Saturday, September 3, 2011

O Pioneers!

Title: O Pioneers!
Author:  Willa Cather
List:  #83 on Radcliffe’s Top 100 20th Century Novels
Worth reading?  Yes.

I remember reading My Ántonia by Willa Cather years ago, for a high school English class.  I can’t really remember the book or what I thought about it, but for some reason I always think of it with distaste.  Consequently, I wasn’t particularly looking forward to reading O Pioneers!, but because it was short and available online, I decided to give it a try.  And now I really need to reread My Ántonia because I think that for years I may have been dismissing a gem.

O Pioneers! is an enchanting account of a Swedish immigrant pioneer family struggling to make a living on the Nebraska plains.  Recognizing good sense and business talent in his oldest child, a daughter named Alexandra, a father instructs his sons to follow Alexandra’s counsel in running the land and, above all, to keep the land.  Alexandra is an intelligent, independent woman whose risk-taking and innovation causes the family to prosper.  However, her willingness to break with convention is not favored in the rigid Swedish immigrant community, and her two oldest brothers grow resentful of her independence and her desire to give their younger brother opportunities, like college, that the three older children never had.

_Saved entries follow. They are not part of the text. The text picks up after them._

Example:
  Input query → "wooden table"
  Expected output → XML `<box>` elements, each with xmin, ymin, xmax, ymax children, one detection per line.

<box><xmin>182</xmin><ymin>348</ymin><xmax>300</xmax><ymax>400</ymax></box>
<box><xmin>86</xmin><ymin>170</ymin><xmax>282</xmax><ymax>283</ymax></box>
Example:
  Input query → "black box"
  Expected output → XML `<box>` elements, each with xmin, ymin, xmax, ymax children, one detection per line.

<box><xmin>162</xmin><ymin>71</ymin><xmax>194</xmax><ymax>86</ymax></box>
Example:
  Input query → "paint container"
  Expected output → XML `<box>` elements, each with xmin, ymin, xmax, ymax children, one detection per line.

Willa Cather manages to bring the prairie alive, and, briefly, conveys their beauty and a love of the land.  Even though the novel is only around 130 pages (depending on the version), it is long enough to make a reader sympathize with the struggles of the characters and sense their lost loves and dreams before they fully realize the losses themselves.  Some themes could be explored in more detail, but the novel is a joy to read and its brevity may be, in part, what makes it so sweet.